Brexit: May’s snap election
Theresa May’s surprise snap election marginally increases the odds of a soft Brexit and makes a Scottish independence referendum less likely. Sterling is now at the top of our 1.20 – 1.28 trading range and there is not much more upside.
In an attempt to boost the British Prime Minister’s (PM) legitimacy as an elected leader and to consolidate political backing, an early general election has been set for June 8 2017.
- It is expected that an early election could strategically ease the post-Brexit political time-table on having to otherwise hold a general election for 2020, which can instead be scheduled 2022.
- Presumably, post-election political alignment (and consolidated backing of the PM) may likely provide more accommodation for negotiation and compromise over the terms of Brexit.
- The Conservative party currently holds only 330 out of 650 seats, giving it only tenuous control in parliament.
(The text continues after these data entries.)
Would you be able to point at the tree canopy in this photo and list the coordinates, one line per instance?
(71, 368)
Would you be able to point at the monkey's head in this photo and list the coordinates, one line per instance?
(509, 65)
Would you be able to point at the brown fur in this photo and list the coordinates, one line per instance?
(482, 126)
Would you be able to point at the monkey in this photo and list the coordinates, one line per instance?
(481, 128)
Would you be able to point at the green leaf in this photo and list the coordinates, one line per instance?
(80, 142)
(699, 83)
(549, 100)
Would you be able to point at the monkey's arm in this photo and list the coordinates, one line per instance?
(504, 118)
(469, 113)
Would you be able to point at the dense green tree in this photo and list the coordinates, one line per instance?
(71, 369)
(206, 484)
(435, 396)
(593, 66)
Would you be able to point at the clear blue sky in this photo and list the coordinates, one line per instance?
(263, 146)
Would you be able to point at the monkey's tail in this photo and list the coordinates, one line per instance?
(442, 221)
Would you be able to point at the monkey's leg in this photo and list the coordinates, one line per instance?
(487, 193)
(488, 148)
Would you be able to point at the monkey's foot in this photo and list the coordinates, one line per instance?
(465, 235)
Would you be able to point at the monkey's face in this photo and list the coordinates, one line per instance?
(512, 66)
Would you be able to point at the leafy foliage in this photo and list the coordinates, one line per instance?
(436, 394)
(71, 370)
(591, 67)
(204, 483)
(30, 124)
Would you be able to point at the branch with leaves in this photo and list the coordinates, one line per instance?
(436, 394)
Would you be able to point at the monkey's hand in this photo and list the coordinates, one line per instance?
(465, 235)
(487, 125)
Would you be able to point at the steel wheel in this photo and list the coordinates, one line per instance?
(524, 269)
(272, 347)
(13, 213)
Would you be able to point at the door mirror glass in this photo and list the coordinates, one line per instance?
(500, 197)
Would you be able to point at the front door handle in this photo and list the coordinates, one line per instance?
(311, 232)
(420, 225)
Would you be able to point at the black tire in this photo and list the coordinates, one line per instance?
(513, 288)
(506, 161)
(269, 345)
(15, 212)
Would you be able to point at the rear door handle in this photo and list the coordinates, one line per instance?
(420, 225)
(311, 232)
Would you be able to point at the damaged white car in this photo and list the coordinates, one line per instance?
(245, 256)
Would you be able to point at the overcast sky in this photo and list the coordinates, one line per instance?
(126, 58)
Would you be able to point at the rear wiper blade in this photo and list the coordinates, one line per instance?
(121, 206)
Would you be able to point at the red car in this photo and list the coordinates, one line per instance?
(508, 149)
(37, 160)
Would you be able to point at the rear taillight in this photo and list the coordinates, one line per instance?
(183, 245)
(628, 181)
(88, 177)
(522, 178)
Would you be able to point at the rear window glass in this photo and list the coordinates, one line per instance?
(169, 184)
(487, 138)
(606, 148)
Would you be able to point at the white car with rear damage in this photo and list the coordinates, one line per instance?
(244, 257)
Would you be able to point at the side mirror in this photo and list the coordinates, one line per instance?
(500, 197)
Current polling indicates that the number of seats is likely to increase as a result of the election which should provide greater stability as small Conservative factions within will no longer wield outsized influence.
- Scottish independence: With the SNP holding 54 out of 59 Scottish seats, it is hard for the SNP to improve and easy to lose. This dynamic could strengthen May in her decision not to grant a referendum until after Brexit has been negotiated.
The immediate effects of the announcement on sterling have allowed the currency to strengthen on the back of previously negative sentiment. However, as the initial dust settles, observers can expect some volatility until the Pound finds new pricing.